5 Fake-News-Tricks, die (nicht nur) Schüler kennen sollten

MH

3/20/20261 min read

Fake News sind selten plump. Im Gegenteil: Sie sind oft so gemacht, dass sie sofort plausibel wirken. Gerade deshalb ist es wichtig, die typischen Muster zu kennen.
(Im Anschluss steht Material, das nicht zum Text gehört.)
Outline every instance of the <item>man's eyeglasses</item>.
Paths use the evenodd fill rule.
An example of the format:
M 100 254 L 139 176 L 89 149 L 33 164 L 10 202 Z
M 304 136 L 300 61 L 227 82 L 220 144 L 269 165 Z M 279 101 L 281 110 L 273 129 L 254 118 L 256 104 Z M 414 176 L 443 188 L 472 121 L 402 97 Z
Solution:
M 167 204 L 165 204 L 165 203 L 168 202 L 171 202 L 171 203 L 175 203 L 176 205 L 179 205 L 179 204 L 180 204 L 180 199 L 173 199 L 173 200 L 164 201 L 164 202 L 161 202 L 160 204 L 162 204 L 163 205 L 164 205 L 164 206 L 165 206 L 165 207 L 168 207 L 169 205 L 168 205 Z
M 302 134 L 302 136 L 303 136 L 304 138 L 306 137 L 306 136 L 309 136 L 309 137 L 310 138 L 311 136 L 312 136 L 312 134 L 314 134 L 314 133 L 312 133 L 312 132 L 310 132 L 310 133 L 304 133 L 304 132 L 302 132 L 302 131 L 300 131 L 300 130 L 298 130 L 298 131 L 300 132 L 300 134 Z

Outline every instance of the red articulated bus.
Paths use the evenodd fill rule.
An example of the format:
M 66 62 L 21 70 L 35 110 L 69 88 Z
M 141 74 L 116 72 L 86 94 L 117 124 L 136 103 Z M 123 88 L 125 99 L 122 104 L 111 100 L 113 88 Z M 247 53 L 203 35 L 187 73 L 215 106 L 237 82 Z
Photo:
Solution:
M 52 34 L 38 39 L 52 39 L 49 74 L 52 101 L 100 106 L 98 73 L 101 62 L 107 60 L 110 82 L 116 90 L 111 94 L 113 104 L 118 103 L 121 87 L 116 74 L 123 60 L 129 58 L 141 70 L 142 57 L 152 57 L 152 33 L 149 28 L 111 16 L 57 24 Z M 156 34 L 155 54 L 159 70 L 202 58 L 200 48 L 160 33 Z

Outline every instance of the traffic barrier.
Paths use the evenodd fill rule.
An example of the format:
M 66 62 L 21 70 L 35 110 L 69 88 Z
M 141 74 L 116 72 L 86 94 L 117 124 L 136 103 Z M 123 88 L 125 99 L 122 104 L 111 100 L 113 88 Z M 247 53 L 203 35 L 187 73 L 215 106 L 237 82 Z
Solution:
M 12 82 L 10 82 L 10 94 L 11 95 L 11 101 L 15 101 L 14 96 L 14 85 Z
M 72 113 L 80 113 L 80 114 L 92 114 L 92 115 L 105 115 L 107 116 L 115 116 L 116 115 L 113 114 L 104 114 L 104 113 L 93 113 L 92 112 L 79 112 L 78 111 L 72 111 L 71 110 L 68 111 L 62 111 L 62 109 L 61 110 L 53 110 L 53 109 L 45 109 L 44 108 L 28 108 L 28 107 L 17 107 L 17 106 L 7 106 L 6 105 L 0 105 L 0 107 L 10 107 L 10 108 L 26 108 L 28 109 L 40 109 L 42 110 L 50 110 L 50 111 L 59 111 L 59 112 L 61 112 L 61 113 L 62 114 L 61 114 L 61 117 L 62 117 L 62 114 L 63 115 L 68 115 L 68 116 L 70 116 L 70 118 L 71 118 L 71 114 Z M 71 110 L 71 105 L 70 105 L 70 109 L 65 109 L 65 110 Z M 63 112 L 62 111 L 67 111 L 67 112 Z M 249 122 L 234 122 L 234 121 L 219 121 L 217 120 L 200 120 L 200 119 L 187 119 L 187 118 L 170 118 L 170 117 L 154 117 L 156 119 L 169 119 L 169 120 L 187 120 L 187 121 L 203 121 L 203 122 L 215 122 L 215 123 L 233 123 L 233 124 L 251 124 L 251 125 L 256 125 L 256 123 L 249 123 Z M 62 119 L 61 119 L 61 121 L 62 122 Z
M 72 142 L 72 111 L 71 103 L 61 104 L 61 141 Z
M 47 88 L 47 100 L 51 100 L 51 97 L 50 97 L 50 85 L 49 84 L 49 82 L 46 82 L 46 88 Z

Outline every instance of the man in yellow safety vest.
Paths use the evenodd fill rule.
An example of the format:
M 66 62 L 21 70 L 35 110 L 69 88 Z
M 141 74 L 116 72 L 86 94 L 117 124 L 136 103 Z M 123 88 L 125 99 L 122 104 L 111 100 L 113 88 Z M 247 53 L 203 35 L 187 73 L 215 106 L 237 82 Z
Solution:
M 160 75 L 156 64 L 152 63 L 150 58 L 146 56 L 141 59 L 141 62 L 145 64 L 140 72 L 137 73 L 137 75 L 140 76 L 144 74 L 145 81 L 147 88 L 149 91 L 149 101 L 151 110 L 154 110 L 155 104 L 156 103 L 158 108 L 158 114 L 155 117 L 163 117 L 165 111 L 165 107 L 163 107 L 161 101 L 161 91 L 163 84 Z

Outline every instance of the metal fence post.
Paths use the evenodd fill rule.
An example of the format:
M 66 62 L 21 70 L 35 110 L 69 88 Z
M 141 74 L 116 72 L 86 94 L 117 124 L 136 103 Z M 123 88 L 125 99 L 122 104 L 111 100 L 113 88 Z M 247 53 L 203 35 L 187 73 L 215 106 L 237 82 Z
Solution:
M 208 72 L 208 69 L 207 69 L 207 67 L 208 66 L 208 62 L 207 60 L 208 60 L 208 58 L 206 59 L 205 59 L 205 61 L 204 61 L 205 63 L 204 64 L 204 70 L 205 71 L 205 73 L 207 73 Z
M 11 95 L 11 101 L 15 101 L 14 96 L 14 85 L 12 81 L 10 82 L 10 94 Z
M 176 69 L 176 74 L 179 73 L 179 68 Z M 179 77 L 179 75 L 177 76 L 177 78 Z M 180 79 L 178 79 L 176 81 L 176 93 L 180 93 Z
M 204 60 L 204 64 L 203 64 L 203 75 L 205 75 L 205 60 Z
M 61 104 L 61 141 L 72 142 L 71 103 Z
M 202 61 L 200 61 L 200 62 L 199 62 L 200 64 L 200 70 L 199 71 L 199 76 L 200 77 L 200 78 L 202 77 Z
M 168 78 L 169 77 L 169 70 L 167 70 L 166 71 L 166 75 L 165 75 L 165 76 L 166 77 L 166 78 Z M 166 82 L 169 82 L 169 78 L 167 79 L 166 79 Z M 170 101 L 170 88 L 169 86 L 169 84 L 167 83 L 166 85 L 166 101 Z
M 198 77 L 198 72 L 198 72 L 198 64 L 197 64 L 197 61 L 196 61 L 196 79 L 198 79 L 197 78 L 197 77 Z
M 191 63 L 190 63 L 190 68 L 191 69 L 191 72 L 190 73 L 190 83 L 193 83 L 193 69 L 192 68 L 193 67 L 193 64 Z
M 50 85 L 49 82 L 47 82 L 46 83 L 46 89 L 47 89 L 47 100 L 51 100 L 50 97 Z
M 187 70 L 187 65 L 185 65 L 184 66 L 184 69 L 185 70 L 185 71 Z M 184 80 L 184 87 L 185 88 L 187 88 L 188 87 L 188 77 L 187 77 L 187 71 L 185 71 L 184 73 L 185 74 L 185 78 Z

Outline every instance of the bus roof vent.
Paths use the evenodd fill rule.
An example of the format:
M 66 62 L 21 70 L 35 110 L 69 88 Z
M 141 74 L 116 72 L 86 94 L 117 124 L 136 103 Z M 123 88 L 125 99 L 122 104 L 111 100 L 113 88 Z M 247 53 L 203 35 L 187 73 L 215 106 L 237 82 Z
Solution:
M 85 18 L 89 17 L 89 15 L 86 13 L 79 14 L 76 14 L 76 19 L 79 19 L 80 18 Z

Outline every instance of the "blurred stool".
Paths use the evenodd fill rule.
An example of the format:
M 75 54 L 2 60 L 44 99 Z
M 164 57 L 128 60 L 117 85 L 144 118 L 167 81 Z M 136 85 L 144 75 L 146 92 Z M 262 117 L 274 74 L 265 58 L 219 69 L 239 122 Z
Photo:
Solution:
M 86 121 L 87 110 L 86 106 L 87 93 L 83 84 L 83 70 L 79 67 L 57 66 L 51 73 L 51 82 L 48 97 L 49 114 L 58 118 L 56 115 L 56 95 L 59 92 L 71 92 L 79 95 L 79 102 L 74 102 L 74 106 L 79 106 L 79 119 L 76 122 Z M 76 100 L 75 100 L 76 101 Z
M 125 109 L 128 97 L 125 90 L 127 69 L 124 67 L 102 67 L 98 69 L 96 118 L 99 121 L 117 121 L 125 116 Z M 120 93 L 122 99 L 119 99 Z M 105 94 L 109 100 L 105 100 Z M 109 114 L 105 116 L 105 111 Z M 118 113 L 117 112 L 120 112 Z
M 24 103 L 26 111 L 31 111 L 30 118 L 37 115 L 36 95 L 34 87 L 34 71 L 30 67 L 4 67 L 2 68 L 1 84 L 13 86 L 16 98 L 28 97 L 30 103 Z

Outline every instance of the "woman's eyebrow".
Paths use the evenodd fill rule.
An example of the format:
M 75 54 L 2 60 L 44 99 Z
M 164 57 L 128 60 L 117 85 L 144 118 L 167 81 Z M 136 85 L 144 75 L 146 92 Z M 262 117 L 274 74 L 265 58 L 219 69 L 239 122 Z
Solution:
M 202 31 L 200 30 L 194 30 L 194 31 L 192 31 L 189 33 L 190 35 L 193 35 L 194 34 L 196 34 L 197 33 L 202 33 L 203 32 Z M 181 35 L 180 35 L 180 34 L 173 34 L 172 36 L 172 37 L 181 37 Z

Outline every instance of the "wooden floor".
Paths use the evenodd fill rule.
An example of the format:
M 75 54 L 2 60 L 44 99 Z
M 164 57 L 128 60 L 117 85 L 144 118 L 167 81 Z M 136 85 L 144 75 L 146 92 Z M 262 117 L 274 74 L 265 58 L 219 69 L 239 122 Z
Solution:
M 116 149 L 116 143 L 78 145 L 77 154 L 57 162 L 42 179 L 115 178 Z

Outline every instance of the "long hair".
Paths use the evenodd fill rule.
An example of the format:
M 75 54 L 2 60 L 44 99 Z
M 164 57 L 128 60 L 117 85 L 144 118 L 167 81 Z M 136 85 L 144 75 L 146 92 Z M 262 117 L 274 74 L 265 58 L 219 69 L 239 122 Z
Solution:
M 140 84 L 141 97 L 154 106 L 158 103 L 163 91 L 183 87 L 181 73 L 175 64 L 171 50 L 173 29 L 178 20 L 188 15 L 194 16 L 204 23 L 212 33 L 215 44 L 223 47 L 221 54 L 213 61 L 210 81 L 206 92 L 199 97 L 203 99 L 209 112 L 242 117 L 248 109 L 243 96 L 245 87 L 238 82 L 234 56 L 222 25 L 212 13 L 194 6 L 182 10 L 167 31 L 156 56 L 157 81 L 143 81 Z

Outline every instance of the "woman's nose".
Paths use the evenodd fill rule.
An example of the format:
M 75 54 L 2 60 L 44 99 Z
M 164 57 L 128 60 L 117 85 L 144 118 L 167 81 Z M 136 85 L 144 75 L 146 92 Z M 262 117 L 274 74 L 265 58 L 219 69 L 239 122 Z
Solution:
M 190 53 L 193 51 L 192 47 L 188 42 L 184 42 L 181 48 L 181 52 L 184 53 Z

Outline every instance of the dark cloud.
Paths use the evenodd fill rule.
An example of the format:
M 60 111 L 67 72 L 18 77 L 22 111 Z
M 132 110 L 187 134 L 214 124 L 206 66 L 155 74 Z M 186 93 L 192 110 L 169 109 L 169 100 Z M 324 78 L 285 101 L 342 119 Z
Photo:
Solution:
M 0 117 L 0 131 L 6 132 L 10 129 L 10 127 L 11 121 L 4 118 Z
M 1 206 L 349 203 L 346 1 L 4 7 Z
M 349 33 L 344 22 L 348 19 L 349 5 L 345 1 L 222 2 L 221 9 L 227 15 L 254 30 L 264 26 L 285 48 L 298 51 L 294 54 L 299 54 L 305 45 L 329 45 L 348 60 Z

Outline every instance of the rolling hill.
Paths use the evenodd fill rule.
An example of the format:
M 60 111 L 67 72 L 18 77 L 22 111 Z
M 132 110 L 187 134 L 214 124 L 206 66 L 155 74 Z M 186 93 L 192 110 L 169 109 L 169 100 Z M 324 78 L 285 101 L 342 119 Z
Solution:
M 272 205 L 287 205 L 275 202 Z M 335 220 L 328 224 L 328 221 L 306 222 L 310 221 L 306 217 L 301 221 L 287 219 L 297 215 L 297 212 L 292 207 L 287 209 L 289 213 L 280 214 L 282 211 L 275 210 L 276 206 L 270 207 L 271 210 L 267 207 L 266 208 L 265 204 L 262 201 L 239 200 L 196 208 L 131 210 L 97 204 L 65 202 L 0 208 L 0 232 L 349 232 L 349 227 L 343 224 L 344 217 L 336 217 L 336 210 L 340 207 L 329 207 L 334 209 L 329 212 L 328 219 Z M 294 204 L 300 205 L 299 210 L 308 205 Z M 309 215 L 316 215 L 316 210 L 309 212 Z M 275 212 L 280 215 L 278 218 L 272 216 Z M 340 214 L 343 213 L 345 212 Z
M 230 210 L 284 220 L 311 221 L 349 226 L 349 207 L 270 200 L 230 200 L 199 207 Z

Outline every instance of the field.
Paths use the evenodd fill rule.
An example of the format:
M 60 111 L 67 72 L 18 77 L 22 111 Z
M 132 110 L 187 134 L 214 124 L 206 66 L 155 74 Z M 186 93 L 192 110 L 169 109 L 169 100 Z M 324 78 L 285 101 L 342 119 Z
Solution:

Hier sind fünf Tricks, die besonders häufig vorkommen – und die jeder erkennen können sollte.

1. Der „Das will man uns verheimlichen“-Trick

Typische Formulierung:
– „Warum berichtet darüber niemand?“
– „Die Medien verschweigen das!“

Was dahinter steckt:
Es wird ein Gefühl erzeugt, Teil einer „aufgeklärten Minderheit“ zu sein.

Das Problem:
Der Satz ersetzt den Beweis.

Gegencheck: Wird eine konkrete Quelle genannt – oder nur ein Gefühl erzeugt?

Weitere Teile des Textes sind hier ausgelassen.